# Stocking Salt



## fury165 (Aug 21, 2010)

Now that I have my water changes down pat, I have figured out how many water changes I can get out of each bucket of salt. I've got 4 buckets which will give me ~48 WC... With Xmas sales around the corner, I'm wondering if I should be buying more salt that I won't use for at least another year. 
How do you guys go about managing your salt stocks?


----------



## altcharacter (Jan 10, 2011)

If the salt is going to last you a year why wouldn't you just buy the salt next year when the xmas sales come around again. 

Unless you have alot of space and really want to stock up on salt I guess


----------



## fury165 (Aug 21, 2010)

It is an estimate an doesn't take into consideration any 'emergencies'. I'm thinking that I'd rather buy it on sale and store it rather than running out and having to pay full price as long as it doesn't go bad... Besides, I love deals


----------



## altcharacter (Jan 10, 2011)

You also have to remember that BA's has their midnight madness sales, also SUM has good sales as well. If you want to play it safe, buy a bucket or two at a good price.


----------



## vaporize (Apr 10, 2006)

Just one thing to remember, as long as moisture does not get into the salt (and hardens it), you can store as long as you want.


----------



## fury165 (Aug 21, 2010)

vaporize said:


> Just one thing to remember, as long as moisture does not get into the salt (and hardens it), you can store as long as you want.

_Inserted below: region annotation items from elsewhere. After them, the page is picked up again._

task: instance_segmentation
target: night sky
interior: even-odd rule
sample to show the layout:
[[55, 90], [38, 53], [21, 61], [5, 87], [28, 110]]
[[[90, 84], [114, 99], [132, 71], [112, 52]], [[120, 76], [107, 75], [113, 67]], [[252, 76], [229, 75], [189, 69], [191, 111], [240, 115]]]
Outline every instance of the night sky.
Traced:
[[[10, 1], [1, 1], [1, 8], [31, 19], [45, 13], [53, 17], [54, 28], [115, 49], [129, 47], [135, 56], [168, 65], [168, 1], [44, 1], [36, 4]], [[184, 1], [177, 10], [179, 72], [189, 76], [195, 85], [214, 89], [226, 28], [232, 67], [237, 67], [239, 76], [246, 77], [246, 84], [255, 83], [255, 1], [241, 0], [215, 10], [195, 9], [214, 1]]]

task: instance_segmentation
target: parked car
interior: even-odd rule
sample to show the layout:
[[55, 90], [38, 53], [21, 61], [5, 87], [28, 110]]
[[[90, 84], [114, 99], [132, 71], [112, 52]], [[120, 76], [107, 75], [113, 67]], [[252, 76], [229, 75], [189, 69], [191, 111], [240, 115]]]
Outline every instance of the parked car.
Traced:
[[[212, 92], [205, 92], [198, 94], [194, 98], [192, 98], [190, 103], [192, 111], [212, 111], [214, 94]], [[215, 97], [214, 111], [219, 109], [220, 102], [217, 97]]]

Cool, I take it that if unopened I should be good.


----------



## explor3r (Mar 14, 2010)

I always get few buckets everytime it goes on sale, its all about the deal
Why pay more


----------



## 50seven (Feb 14, 2010)

Nice thing about the big boxes (200 gal) is that they have 4 separately sealed bags inside so it stores better without getting hard.


----------



## fury165 (Aug 21, 2010)

50seven said:


> Nice thing about the big boxes (200 gal) is that they have 4 separately sealed bags inside so it stores better without getting hard.


Didn't realize that, thanks for the tip Kev!


----------